The ABI Commission was established in recognition of the “general consensus among restructuring professionals” that the time has come to evaluate U.S. business reorganization laws as a result of numerous changes that have occurred since the Bankruptcy Code was enacted in 1978. Some of the changes cited by the ABI Commission include the following:
- more complex corporate structures, with more leverage and, in particular, secured debt;
- companies’ asset values driven less by hard assets and more by services, contracts, intellectual property, and other intangible assets;
- greater prevalence of multinational operations; and
- changed composition of creditor classes in light of claims trading and derivative products.

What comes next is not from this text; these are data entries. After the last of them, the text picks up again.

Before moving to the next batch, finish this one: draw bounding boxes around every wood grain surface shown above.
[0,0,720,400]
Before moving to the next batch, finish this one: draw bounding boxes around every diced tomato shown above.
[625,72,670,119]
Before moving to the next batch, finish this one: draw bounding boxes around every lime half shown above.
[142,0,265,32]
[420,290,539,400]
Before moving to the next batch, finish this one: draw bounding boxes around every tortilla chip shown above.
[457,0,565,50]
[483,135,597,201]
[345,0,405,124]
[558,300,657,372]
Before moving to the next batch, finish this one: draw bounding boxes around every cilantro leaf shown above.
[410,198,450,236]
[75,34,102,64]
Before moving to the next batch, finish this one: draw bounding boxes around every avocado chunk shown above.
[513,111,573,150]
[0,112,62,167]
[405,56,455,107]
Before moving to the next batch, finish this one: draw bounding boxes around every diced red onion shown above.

The Commissioners, composed of some of the most prominent insolvency and restructuring professionals in the United States, undertook a three-year process that involved numerous meetings, the establishment of advisory committees, public field hearings, and substantial deliberations. According to the ABI Commission, no topics were off-limits, and a substantial reevaluation of the Bankruptcy Code was not only permitted, but encouraged. After the various advisory committees submitted comprehensive proposals based upon two years of research, analysis, and discussion, the ABI Commission prepared what is, in effect, a magnum opus directed to the industry and to Congress in support of meaningful reform of the current Bankruptcy Code. Notably, in proposing reforms to chapter 11 of the Bankruptcy Code, the ABI Commission necessarily included substantial analysis of, and proposals for, the other chapters of the Bankruptcy Code, insofar as they bear a material effect on the chapter 11 process.
Although the Report itself did not effect any specific changes to the Bankruptcy Code, only time will tell what, if any, action will be taken by Congress in response to this carefully crafted report.
Around the same time as the release of the Report, with the sudden downturn in oil and gas prices in the fourth quarter of 2014 and first quarter of 2015, the restructuring world (and the Weil Bankruptcy Blog) turned their eyes towards a sector that had experienced unprecedented stability for nearly half a decade. The Weil Bankruptcy Blog responded with a series of posts, titled “Drilling Down,” intended to help restructuring professionals better understand the unique challenges that arise when oil and gas law meets bankruptcy law. The four-part series provided an industry overview, discussed how specific oil and gas interests were treated in bankruptcy, considered the ability to assume or reject oil and gas leases under section 365 of the Bankruptcy Code, and looked at the unusual issues surrounding oil and gas leases on the Outer Continental Shelf.